This section describes the architectural and implementation details of TBMQ, the configuration and optimization of the persistence layer, and the experimental environment used to evaluate the system’s performance.
2.1. Architecture and Implementation Details
While the TBMQ 1.x version can 100 million clients [
28] at once and 3 million msg/s [
29], as a high-performance MQTT broker it was primarily designed to aggregate data from IoT devices and deliver it to back-end applications reliably (QoS 1). This architecture is based on operational experience accumulated by the TBMQ development team through IIoT and other large-scale IoT deployments, where millions of devices transmit data to a limited number of applications.
These deployments highlighted that IoT devices and applications follow distinct communication patterns. IoT devices or sensors publish data frequently but subscribe to relatively few topics or updates. In contrast, applications subscribe to data from tens or even hundreds of thousands of devices and require reliable message delivery. Additionally, applications often experience periods of downtime due to system maintenance, upgrades, failover scenarios, or temporary network disruptions.
To address these differences, TBMQ introduces a key feature: the classification of MQTT clients as either standard (IoT devices) or application clients. This distinction enables optimized handling of persistent MQTT sessions for applications. Specifically, each persistent application client is assigned a separate Kafka topic. This approach ensures efficient message persistence and retrieval when an MQTT client reconnects, improving overall reliability and performance. Additionally, application clients support MQTT’s shared subscription feature, allowing multiple instances of an application to efficiently distribute message processing.
Kafka [
30] serves as one of the core components. Designed for high-throughput, distributed messaging, Kafka efficiently handles large volumes of data streams, making it an ideal choice for TBMQ [
31]. With the latest Kafka versions capable of managing a huge number of topics, this architecture is well-suited for enterprise-scale deployments. Kafka’s robustness and scalability have been validated across diverse applications, including real-time data streaming and smart industrial environments [
31,
32,
33].
Figure 1 illustrates the full fan-in setup in a distributed TBMQ cluster.

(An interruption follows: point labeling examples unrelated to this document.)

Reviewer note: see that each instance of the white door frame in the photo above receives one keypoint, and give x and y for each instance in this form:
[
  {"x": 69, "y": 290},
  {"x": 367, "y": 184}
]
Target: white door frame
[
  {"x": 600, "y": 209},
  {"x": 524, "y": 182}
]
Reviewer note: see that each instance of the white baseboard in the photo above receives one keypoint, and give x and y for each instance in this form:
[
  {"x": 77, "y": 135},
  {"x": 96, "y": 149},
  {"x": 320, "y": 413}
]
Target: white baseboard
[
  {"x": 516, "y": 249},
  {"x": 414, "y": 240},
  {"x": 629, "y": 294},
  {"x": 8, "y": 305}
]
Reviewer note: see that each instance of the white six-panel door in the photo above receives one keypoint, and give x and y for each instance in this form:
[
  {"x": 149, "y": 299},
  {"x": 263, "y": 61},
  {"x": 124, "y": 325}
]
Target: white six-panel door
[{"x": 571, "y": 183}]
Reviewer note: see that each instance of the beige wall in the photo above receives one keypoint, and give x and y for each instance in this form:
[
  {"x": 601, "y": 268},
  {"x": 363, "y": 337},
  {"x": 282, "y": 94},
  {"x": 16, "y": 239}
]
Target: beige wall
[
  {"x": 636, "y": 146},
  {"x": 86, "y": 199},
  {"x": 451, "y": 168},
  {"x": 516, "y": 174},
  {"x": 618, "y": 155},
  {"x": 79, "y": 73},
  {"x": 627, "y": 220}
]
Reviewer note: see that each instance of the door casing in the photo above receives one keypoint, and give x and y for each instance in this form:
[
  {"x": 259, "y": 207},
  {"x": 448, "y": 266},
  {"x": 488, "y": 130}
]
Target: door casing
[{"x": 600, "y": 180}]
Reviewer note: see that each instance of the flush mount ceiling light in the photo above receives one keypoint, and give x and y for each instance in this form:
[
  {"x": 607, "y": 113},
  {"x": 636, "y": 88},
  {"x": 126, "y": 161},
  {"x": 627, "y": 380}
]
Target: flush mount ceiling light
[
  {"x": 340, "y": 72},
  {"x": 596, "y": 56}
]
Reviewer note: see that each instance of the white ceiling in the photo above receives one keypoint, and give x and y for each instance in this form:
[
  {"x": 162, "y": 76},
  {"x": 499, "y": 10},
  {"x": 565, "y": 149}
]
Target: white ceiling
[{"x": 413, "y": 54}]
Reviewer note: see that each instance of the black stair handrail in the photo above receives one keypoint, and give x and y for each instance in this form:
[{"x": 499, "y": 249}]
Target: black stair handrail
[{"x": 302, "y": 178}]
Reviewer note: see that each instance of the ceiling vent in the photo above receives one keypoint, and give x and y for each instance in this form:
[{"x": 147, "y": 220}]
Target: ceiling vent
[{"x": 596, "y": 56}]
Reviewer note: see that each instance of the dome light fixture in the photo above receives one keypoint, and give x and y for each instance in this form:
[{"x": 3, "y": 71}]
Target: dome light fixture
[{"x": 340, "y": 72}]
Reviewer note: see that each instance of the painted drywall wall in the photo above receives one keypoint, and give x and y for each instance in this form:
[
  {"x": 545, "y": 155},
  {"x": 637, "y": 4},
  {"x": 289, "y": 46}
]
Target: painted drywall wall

In TBMQ 1.x, standard MQTT clients relied on PostgreSQL for message persistence and retrieval, ensuring that messages were delivered when a client reconnected. While PostgreSQL performed well initially, it had a fundamental limitation—it could only scale vertically. It was anticipated that, as the number of persistent MQTT sessions grew, PostgreSQL’s architecture would eventually become a bottleneck. To address these scalability limitations, more robust alternatives were investigated to meet the increasing performance demands of TBMQ. Redis was quickly chosen as the best fit due to its horizontal scalability, native clustering support, and widespread adoption.

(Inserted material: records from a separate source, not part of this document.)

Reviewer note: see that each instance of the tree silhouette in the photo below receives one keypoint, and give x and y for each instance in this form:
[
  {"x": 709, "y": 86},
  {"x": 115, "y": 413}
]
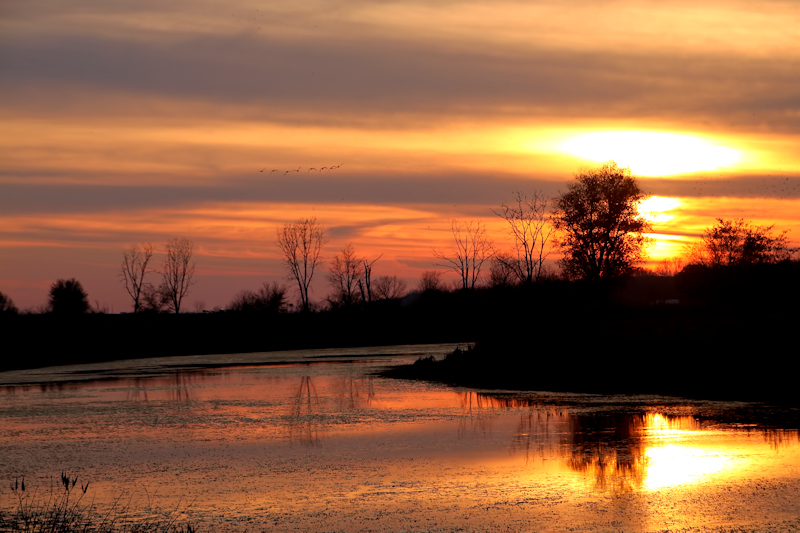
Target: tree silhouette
[
  {"x": 346, "y": 271},
  {"x": 178, "y": 272},
  {"x": 67, "y": 297},
  {"x": 390, "y": 287},
  {"x": 7, "y": 305},
  {"x": 269, "y": 299},
  {"x": 602, "y": 231},
  {"x": 473, "y": 248},
  {"x": 738, "y": 243},
  {"x": 431, "y": 281},
  {"x": 133, "y": 270},
  {"x": 301, "y": 244},
  {"x": 531, "y": 228}
]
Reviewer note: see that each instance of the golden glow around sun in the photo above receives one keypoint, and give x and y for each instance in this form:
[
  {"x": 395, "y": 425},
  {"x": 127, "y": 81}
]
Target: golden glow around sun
[
  {"x": 651, "y": 153},
  {"x": 654, "y": 208}
]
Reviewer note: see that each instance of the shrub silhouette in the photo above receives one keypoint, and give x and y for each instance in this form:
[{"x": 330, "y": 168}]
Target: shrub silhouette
[
  {"x": 67, "y": 297},
  {"x": 7, "y": 305}
]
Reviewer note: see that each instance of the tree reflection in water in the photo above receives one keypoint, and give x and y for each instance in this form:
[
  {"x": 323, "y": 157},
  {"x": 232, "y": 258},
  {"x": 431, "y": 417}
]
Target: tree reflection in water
[
  {"x": 351, "y": 392},
  {"x": 305, "y": 424},
  {"x": 610, "y": 449}
]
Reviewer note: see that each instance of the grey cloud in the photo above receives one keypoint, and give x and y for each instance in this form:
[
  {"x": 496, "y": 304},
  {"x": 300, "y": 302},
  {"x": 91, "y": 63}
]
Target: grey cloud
[
  {"x": 362, "y": 76},
  {"x": 466, "y": 192}
]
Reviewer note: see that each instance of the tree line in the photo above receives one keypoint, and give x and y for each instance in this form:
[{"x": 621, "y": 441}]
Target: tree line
[{"x": 595, "y": 224}]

Unlike the fan-in, the point-to-point (P2P) communication pattern enables direct message exchange between MQTT clients. Typically implemented using uniquely defined topics, P2P is well-suited for private messaging, device-to-device communication, command transmission, and other direct interaction use cases.
One of the key differences between fan-in and peer-to-peer MQTT messaging is the volume and flow of messages. In a P2P scenario, subscribers do not handle high message volumes, making it unnecessary to allocate dedicated Kafka topics and consumer threads to each MQTT client. Instead, the primary requirements for P2P message exchange are low latency and reliable message delivery, even for clients that may go offline temporarily. To meet these needs, TBMQ optimizes persistent session management for standard MQTT clients, which include IoT devices.
Figure 2 shows how standard MQTT clients publish and receive direct messages via TBMQ, while Redis supports session persistence and Kafka facilitates routing.
2.2. PostgreSQL Usage and Limitations
To fully understand the reasoning behind this shift, it’s important to first examine how MQTT clients operated within the PostgreSQL architecture. This architecture was built around two key tables.
The device_session_ctx was responsible for maintaining the session state of each persistent MQTT client:
Table "public.device_session_ctx"
Column | Type | Nullable
------------------+-----------------------+----------
client_id | character varying(255)| not null
last_updated_time | bigint | not null
last_serial_number| bigint |
last_packet_id | integer |
Indexes:
"device_session_ctx_pkey" PRIMARY KEY, btree (client_id)
The key columns are last_packet_id and last_serial_number, which is used to maintain message order for persistent MQTT clients:
last_packet_id represents the packet ID of the last MQTT message received.
last_serial_number acts as a continuously increasing counter, preventing message order issues when the MQTT packet ID wraps around after reaching its limit of 65535.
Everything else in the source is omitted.